L’IA contre les pubs de jeu d’argent au Royaume-Uni
Dans quelques jours, le Committee of Advertising Practice va déployer son système de surveillance automatisée pour lutter, entre autres, contre les publicités pour les jeux d’argent illégaux.
Dès le 11 juin 2026, le Committee of Advertising Practice, le régulateur britannique de la publicité, va déployer un tout nouveau système de surveillance automatisé, l’Active Ad Monitoring, à l’échelle nationale. Ce nouvel outil va permettre de passer au peigne fin les contenus promotionnels diffusés sur les différents canaux numériques afin d’éradiquer les pratiques publicitaires non conformes.
Lutte contre les publicités illégales
Conçu pour pallier aux limites physiques des contrôles manuels, le système Active Ad Monitoring est une IA qui repose sur des modèles d’apprentissage automatique de pointe. Elle est capable d’ingérer une quantité massive de données multimédia en temps réel. Le dispositif combine des flux provenant de sources publiques, des outils d’analyse internes du régulateur et des bases de données propriétaires pour scanner l’écosystème numérique.
Chaque mois, l’infrastructure traite déjà plus de 100 000 publicités à travers différents secteurs d’activité, un volume que les équipes humaines ne pourraient pas traiter de manière autonome.
L’algorithme a été entraîné pour identifier des critères de non-conformité spécifiques, notamment la sémantique textuelle, la palette graphique ou encore la typologie des incitations financières. Dès qu’une anomalie est détectée sur un résultat de recherche ou une publication sur les réseaux sociaux, l’intelligence artificielle isole le contenu suspect. La publicité est ensuite soumise, via une interface web dédiée, à des réviseurs humains qui valident ou réfutent l’infraction constatée avant d’engager les procédures réglementaires.

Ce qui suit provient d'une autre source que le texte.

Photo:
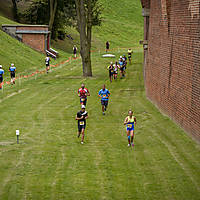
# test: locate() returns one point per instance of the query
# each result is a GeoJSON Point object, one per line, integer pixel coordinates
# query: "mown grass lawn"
{"type": "Point", "coordinates": [50, 162]}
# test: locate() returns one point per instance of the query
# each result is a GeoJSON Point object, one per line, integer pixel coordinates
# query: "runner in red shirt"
{"type": "Point", "coordinates": [83, 93]}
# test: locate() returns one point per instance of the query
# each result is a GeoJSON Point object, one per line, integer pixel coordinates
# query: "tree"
{"type": "Point", "coordinates": [15, 12]}
{"type": "Point", "coordinates": [53, 9]}
{"type": "Point", "coordinates": [88, 12]}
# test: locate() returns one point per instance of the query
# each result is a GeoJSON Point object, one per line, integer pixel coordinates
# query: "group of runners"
{"type": "Point", "coordinates": [82, 115]}
{"type": "Point", "coordinates": [12, 70]}
{"type": "Point", "coordinates": [104, 94]}
{"type": "Point", "coordinates": [83, 93]}
{"type": "Point", "coordinates": [119, 65]}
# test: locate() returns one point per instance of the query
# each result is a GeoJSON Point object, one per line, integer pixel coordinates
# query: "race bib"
{"type": "Point", "coordinates": [82, 123]}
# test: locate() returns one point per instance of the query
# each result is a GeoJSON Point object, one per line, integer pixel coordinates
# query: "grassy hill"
{"type": "Point", "coordinates": [122, 26]}
{"type": "Point", "coordinates": [50, 162]}
{"type": "Point", "coordinates": [25, 59]}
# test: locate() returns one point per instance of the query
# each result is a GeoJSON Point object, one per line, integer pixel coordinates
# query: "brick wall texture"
{"type": "Point", "coordinates": [172, 70]}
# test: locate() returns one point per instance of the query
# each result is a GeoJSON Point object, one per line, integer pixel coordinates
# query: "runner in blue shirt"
{"type": "Point", "coordinates": [12, 71]}
{"type": "Point", "coordinates": [1, 76]}
{"type": "Point", "coordinates": [104, 94]}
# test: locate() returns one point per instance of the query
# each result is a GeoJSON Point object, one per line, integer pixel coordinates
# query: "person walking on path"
{"type": "Point", "coordinates": [116, 67]}
{"type": "Point", "coordinates": [1, 77]}
{"type": "Point", "coordinates": [121, 67]}
{"type": "Point", "coordinates": [12, 71]}
{"type": "Point", "coordinates": [47, 61]}
{"type": "Point", "coordinates": [104, 94]}
{"type": "Point", "coordinates": [111, 71]}
{"type": "Point", "coordinates": [107, 46]}
{"type": "Point", "coordinates": [81, 117]}
{"type": "Point", "coordinates": [75, 50]}
{"type": "Point", "coordinates": [130, 51]}
{"type": "Point", "coordinates": [130, 122]}
{"type": "Point", "coordinates": [83, 93]}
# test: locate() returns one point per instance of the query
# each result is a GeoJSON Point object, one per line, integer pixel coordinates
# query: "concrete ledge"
{"type": "Point", "coordinates": [23, 25]}
{"type": "Point", "coordinates": [31, 32]}
{"type": "Point", "coordinates": [145, 12]}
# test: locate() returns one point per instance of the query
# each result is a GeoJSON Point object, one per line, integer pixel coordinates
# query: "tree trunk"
{"type": "Point", "coordinates": [53, 7]}
{"type": "Point", "coordinates": [15, 13]}
{"type": "Point", "coordinates": [85, 38]}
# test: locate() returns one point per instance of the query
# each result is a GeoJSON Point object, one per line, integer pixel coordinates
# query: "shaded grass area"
{"type": "Point", "coordinates": [122, 26]}
{"type": "Point", "coordinates": [25, 59]}
{"type": "Point", "coordinates": [50, 162]}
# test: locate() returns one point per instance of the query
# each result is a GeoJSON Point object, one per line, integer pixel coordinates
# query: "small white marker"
{"type": "Point", "coordinates": [17, 134]}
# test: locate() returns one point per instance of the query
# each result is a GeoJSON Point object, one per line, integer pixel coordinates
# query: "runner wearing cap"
{"type": "Point", "coordinates": [83, 93]}
{"type": "Point", "coordinates": [75, 50]}
{"type": "Point", "coordinates": [124, 58]}
{"type": "Point", "coordinates": [116, 67]}
{"type": "Point", "coordinates": [47, 61]}
{"type": "Point", "coordinates": [12, 71]}
{"type": "Point", "coordinates": [1, 76]}
{"type": "Point", "coordinates": [121, 67]}
{"type": "Point", "coordinates": [104, 94]}
{"type": "Point", "coordinates": [111, 71]}
{"type": "Point", "coordinates": [130, 122]}
{"type": "Point", "coordinates": [130, 51]}
{"type": "Point", "coordinates": [81, 116]}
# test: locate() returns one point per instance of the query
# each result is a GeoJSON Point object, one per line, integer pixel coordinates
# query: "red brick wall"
{"type": "Point", "coordinates": [172, 71]}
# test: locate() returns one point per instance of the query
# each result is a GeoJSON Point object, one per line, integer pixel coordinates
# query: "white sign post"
{"type": "Point", "coordinates": [17, 134]}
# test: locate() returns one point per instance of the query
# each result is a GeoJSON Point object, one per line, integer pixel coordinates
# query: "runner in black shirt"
{"type": "Point", "coordinates": [81, 117]}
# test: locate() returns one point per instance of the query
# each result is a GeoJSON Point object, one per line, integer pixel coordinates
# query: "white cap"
{"type": "Point", "coordinates": [82, 106]}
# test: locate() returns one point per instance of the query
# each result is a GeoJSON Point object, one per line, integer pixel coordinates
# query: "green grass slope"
{"type": "Point", "coordinates": [122, 26]}
{"type": "Point", "coordinates": [50, 162]}
{"type": "Point", "coordinates": [25, 58]}
{"type": "Point", "coordinates": [122, 23]}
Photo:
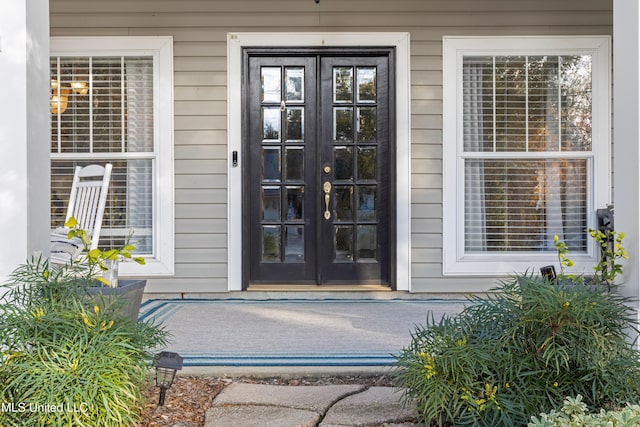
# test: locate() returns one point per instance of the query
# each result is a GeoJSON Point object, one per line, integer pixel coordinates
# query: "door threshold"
{"type": "Point", "coordinates": [253, 287]}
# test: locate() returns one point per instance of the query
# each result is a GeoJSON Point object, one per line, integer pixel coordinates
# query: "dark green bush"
{"type": "Point", "coordinates": [519, 351]}
{"type": "Point", "coordinates": [65, 359]}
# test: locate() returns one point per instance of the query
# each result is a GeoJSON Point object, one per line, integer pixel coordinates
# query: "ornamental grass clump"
{"type": "Point", "coordinates": [519, 352]}
{"type": "Point", "coordinates": [69, 360]}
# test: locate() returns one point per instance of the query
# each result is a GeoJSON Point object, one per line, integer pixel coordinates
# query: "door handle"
{"type": "Point", "coordinates": [326, 187]}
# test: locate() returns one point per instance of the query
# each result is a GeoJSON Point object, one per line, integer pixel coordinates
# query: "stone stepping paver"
{"type": "Point", "coordinates": [248, 405]}
{"type": "Point", "coordinates": [264, 416]}
{"type": "Point", "coordinates": [312, 398]}
{"type": "Point", "coordinates": [376, 405]}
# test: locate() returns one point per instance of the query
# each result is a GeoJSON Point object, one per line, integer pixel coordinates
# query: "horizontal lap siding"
{"type": "Point", "coordinates": [199, 28]}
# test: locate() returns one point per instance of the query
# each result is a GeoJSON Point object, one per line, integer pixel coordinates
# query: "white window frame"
{"type": "Point", "coordinates": [455, 260]}
{"type": "Point", "coordinates": [161, 262]}
{"type": "Point", "coordinates": [401, 42]}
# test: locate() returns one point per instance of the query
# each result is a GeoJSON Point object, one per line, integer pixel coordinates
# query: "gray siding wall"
{"type": "Point", "coordinates": [199, 29]}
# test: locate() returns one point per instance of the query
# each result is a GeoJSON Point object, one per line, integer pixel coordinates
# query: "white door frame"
{"type": "Point", "coordinates": [235, 43]}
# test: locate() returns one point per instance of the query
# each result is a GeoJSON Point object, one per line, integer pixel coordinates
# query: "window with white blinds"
{"type": "Point", "coordinates": [525, 149]}
{"type": "Point", "coordinates": [105, 109]}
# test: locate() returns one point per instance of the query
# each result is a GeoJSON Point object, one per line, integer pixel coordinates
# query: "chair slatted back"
{"type": "Point", "coordinates": [88, 198]}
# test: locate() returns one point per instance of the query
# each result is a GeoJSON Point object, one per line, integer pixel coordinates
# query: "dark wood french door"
{"type": "Point", "coordinates": [318, 168]}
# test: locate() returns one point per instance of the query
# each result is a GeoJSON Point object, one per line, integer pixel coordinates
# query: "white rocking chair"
{"type": "Point", "coordinates": [87, 202]}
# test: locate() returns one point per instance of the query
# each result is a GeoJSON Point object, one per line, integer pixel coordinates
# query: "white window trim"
{"type": "Point", "coordinates": [235, 43]}
{"type": "Point", "coordinates": [455, 261]}
{"type": "Point", "coordinates": [161, 49]}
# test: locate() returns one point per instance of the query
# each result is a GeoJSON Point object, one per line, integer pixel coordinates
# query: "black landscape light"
{"type": "Point", "coordinates": [166, 364]}
{"type": "Point", "coordinates": [549, 273]}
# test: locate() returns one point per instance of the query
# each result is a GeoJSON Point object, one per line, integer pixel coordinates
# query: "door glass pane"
{"type": "Point", "coordinates": [294, 243]}
{"type": "Point", "coordinates": [271, 78]}
{"type": "Point", "coordinates": [367, 163]}
{"type": "Point", "coordinates": [366, 241]}
{"type": "Point", "coordinates": [343, 202]}
{"type": "Point", "coordinates": [271, 124]}
{"type": "Point", "coordinates": [344, 243]}
{"type": "Point", "coordinates": [343, 163]}
{"type": "Point", "coordinates": [343, 124]}
{"type": "Point", "coordinates": [271, 164]}
{"type": "Point", "coordinates": [271, 243]}
{"type": "Point", "coordinates": [367, 123]}
{"type": "Point", "coordinates": [295, 203]}
{"type": "Point", "coordinates": [366, 203]}
{"type": "Point", "coordinates": [294, 163]}
{"type": "Point", "coordinates": [366, 84]}
{"type": "Point", "coordinates": [271, 204]}
{"type": "Point", "coordinates": [343, 84]}
{"type": "Point", "coordinates": [294, 127]}
{"type": "Point", "coordinates": [295, 84]}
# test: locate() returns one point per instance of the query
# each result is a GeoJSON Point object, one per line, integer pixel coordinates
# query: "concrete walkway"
{"type": "Point", "coordinates": [249, 405]}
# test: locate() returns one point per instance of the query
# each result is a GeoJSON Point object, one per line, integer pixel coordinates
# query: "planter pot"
{"type": "Point", "coordinates": [125, 300]}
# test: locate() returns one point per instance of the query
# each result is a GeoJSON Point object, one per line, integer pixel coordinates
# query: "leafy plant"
{"type": "Point", "coordinates": [65, 359]}
{"type": "Point", "coordinates": [96, 259]}
{"type": "Point", "coordinates": [611, 250]}
{"type": "Point", "coordinates": [574, 413]}
{"type": "Point", "coordinates": [518, 352]}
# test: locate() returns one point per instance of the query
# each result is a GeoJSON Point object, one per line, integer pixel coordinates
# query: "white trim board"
{"type": "Point", "coordinates": [400, 41]}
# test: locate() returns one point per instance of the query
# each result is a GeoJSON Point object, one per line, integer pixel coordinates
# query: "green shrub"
{"type": "Point", "coordinates": [64, 359]}
{"type": "Point", "coordinates": [518, 352]}
{"type": "Point", "coordinates": [574, 414]}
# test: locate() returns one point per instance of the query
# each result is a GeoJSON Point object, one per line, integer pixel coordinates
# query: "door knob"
{"type": "Point", "coordinates": [326, 187]}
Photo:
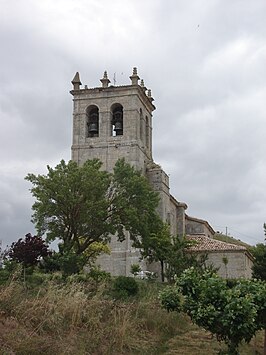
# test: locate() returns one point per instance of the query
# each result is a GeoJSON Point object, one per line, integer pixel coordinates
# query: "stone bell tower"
{"type": "Point", "coordinates": [112, 122]}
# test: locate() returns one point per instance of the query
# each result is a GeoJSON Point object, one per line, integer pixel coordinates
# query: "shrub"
{"type": "Point", "coordinates": [134, 269]}
{"type": "Point", "coordinates": [125, 287]}
{"type": "Point", "coordinates": [170, 299]}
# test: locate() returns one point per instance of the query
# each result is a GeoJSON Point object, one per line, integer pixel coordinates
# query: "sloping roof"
{"type": "Point", "coordinates": [189, 218]}
{"type": "Point", "coordinates": [209, 244]}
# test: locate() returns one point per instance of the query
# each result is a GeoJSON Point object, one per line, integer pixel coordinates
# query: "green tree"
{"type": "Point", "coordinates": [82, 205]}
{"type": "Point", "coordinates": [28, 251]}
{"type": "Point", "coordinates": [259, 266]}
{"type": "Point", "coordinates": [233, 314]}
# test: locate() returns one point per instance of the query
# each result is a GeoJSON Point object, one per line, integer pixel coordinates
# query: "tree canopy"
{"type": "Point", "coordinates": [82, 205]}
{"type": "Point", "coordinates": [28, 251]}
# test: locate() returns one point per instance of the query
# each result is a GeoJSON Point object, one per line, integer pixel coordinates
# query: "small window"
{"type": "Point", "coordinates": [93, 121]}
{"type": "Point", "coordinates": [117, 120]}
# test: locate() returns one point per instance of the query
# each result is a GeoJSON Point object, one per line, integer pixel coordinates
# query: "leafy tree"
{"type": "Point", "coordinates": [233, 314]}
{"type": "Point", "coordinates": [259, 266]}
{"type": "Point", "coordinates": [135, 269]}
{"type": "Point", "coordinates": [82, 205]}
{"type": "Point", "coordinates": [28, 251]}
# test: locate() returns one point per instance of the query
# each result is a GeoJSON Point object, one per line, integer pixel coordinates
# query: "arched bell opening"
{"type": "Point", "coordinates": [117, 120]}
{"type": "Point", "coordinates": [93, 121]}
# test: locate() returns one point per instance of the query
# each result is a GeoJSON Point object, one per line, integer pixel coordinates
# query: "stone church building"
{"type": "Point", "coordinates": [112, 122]}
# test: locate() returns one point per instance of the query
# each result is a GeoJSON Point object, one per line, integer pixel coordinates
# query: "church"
{"type": "Point", "coordinates": [112, 122]}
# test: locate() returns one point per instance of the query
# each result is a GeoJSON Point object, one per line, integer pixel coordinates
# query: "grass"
{"type": "Point", "coordinates": [76, 318]}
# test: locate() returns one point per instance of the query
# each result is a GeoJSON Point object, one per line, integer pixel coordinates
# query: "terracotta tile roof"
{"type": "Point", "coordinates": [209, 244]}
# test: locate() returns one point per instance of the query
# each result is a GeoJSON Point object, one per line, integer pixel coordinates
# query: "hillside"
{"type": "Point", "coordinates": [80, 318]}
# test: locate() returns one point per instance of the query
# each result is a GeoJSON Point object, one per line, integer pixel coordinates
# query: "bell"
{"type": "Point", "coordinates": [93, 128]}
{"type": "Point", "coordinates": [118, 128]}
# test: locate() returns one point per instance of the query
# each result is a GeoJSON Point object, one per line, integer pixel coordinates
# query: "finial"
{"type": "Point", "coordinates": [149, 95]}
{"type": "Point", "coordinates": [143, 85]}
{"type": "Point", "coordinates": [105, 81]}
{"type": "Point", "coordinates": [134, 77]}
{"type": "Point", "coordinates": [76, 81]}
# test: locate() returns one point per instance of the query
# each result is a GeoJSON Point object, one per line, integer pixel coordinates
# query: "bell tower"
{"type": "Point", "coordinates": [112, 122]}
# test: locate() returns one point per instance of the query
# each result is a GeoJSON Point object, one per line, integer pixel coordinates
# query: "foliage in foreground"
{"type": "Point", "coordinates": [84, 205]}
{"type": "Point", "coordinates": [28, 251]}
{"type": "Point", "coordinates": [233, 314]}
{"type": "Point", "coordinates": [78, 315]}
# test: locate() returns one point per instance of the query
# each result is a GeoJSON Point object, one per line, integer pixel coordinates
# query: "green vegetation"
{"type": "Point", "coordinates": [84, 205]}
{"type": "Point", "coordinates": [234, 314]}
{"type": "Point", "coordinates": [77, 315]}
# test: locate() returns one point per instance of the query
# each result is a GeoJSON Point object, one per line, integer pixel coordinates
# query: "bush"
{"type": "Point", "coordinates": [125, 287]}
{"type": "Point", "coordinates": [99, 275]}
{"type": "Point", "coordinates": [4, 276]}
{"type": "Point", "coordinates": [170, 299]}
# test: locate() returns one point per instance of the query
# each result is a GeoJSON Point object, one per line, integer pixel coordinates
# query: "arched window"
{"type": "Point", "coordinates": [147, 128]}
{"type": "Point", "coordinates": [93, 121]}
{"type": "Point", "coordinates": [141, 125]}
{"type": "Point", "coordinates": [117, 120]}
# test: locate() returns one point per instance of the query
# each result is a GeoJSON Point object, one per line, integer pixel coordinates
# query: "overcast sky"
{"type": "Point", "coordinates": [205, 63]}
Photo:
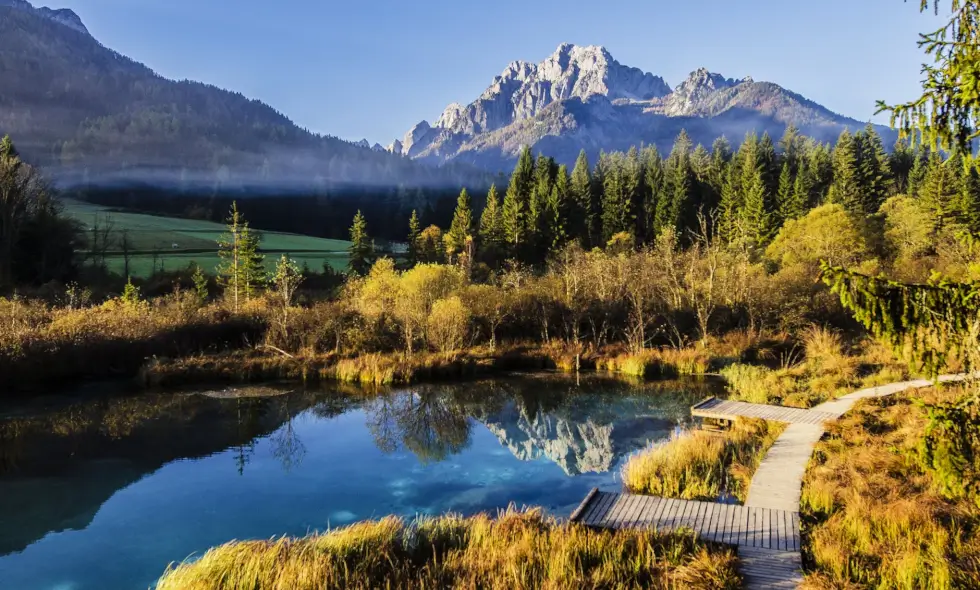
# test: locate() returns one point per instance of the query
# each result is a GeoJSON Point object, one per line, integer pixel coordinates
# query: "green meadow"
{"type": "Point", "coordinates": [171, 243]}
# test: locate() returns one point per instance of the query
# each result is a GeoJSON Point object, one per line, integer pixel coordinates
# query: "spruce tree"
{"type": "Point", "coordinates": [231, 273]}
{"type": "Point", "coordinates": [940, 189]}
{"type": "Point", "coordinates": [615, 197]}
{"type": "Point", "coordinates": [900, 163]}
{"type": "Point", "coordinates": [361, 248]}
{"type": "Point", "coordinates": [785, 204]}
{"type": "Point", "coordinates": [517, 201]}
{"type": "Point", "coordinates": [253, 269]}
{"type": "Point", "coordinates": [874, 170]}
{"type": "Point", "coordinates": [676, 211]}
{"type": "Point", "coordinates": [654, 191]}
{"type": "Point", "coordinates": [756, 217]}
{"type": "Point", "coordinates": [846, 187]}
{"type": "Point", "coordinates": [491, 229]}
{"type": "Point", "coordinates": [799, 201]}
{"type": "Point", "coordinates": [580, 201]}
{"type": "Point", "coordinates": [461, 227]}
{"type": "Point", "coordinates": [414, 231]}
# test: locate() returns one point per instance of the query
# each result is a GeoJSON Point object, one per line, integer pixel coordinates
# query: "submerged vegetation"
{"type": "Point", "coordinates": [515, 550]}
{"type": "Point", "coordinates": [876, 514]}
{"type": "Point", "coordinates": [702, 465]}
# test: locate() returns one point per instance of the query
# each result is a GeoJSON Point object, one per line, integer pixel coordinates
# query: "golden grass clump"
{"type": "Point", "coordinates": [873, 517]}
{"type": "Point", "coordinates": [519, 549]}
{"type": "Point", "coordinates": [650, 363]}
{"type": "Point", "coordinates": [699, 465]}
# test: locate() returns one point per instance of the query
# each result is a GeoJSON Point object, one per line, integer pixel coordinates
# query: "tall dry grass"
{"type": "Point", "coordinates": [516, 550]}
{"type": "Point", "coordinates": [873, 518]}
{"type": "Point", "coordinates": [42, 345]}
{"type": "Point", "coordinates": [667, 362]}
{"type": "Point", "coordinates": [700, 465]}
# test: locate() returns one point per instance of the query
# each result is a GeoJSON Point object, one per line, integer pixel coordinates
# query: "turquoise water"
{"type": "Point", "coordinates": [104, 491]}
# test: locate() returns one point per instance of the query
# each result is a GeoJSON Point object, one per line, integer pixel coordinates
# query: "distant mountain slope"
{"type": "Point", "coordinates": [581, 97]}
{"type": "Point", "coordinates": [85, 111]}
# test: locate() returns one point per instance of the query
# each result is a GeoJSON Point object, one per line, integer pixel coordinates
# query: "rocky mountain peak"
{"type": "Point", "coordinates": [63, 16]}
{"type": "Point", "coordinates": [697, 87]}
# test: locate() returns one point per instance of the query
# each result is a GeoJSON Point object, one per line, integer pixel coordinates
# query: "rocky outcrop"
{"type": "Point", "coordinates": [582, 98]}
{"type": "Point", "coordinates": [62, 15]}
{"type": "Point", "coordinates": [577, 443]}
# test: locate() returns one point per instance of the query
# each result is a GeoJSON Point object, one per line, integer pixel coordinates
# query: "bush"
{"type": "Point", "coordinates": [448, 324]}
{"type": "Point", "coordinates": [516, 550]}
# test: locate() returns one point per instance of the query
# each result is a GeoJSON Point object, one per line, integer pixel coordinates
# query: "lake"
{"type": "Point", "coordinates": [102, 489]}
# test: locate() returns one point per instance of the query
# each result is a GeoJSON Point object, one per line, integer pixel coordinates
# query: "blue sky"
{"type": "Point", "coordinates": [374, 68]}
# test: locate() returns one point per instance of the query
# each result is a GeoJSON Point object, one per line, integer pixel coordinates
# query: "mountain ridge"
{"type": "Point", "coordinates": [581, 97]}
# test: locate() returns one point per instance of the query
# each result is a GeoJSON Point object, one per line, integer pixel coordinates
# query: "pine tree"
{"type": "Point", "coordinates": [874, 170]}
{"type": "Point", "coordinates": [361, 249]}
{"type": "Point", "coordinates": [559, 207]}
{"type": "Point", "coordinates": [615, 200]}
{"type": "Point", "coordinates": [580, 201]}
{"type": "Point", "coordinates": [730, 206]}
{"type": "Point", "coordinates": [231, 268]}
{"type": "Point", "coordinates": [756, 216]}
{"type": "Point", "coordinates": [491, 228]}
{"type": "Point", "coordinates": [917, 174]}
{"type": "Point", "coordinates": [461, 227]}
{"type": "Point", "coordinates": [675, 211]}
{"type": "Point", "coordinates": [799, 200]}
{"type": "Point", "coordinates": [654, 191]}
{"type": "Point", "coordinates": [900, 163]}
{"type": "Point", "coordinates": [414, 231]}
{"type": "Point", "coordinates": [253, 269]}
{"type": "Point", "coordinates": [846, 187]}
{"type": "Point", "coordinates": [940, 189]}
{"type": "Point", "coordinates": [517, 201]}
{"type": "Point", "coordinates": [785, 203]}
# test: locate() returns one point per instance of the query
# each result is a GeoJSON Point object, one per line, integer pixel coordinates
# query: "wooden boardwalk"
{"type": "Point", "coordinates": [728, 410]}
{"type": "Point", "coordinates": [760, 528]}
{"type": "Point", "coordinates": [766, 530]}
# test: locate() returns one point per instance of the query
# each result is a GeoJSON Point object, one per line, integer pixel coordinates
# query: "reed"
{"type": "Point", "coordinates": [518, 549]}
{"type": "Point", "coordinates": [700, 465]}
{"type": "Point", "coordinates": [873, 518]}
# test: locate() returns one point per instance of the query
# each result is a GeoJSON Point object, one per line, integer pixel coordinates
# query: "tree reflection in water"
{"type": "Point", "coordinates": [431, 424]}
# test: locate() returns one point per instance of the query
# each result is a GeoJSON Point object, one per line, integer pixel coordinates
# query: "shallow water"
{"type": "Point", "coordinates": [103, 491]}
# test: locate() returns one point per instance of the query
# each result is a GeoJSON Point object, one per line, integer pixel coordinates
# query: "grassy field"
{"type": "Point", "coordinates": [153, 239]}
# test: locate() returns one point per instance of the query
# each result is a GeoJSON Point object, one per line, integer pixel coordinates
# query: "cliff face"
{"type": "Point", "coordinates": [582, 98]}
{"type": "Point", "coordinates": [575, 441]}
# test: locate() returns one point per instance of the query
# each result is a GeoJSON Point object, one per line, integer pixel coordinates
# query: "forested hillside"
{"type": "Point", "coordinates": [89, 114]}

La protection absolue des mineurs sur les réseaux sociaux
Le cœur de cette campagne de vérification ciblée se concentre sur le respect de la règle 16.3.12 du code de déontologie publicitaire, qui proscrit toute communication ayant un fort attrait vis-à-vis des personnes de moins de 18 ans.
Les réseaux sociaux, du fait de leur structure algorithmique et la forte concentration d’un public jeune, figurent en première ligne de cette offensive. Les régulateurs ont récemment mis à jour leurs critères d’évaluation pour définir avec précision les codes esthétiques, les thématiques ou les types d’influenceurs considérés comme particulièrement attractifs pour les mineurs.
Un champ d’action très large
Le champ d’action de l’Active Ad Monitoring ne se limite pas aux espaces publicitaires payants achetés par les opérateurs de casino ou de paris sportifs. La surveillance s’étend de manière stricte au marketing de contenu organique, incluant les publications directes des marques sur leurs propres comptes officiels ainsi que le marketing d’affiliation.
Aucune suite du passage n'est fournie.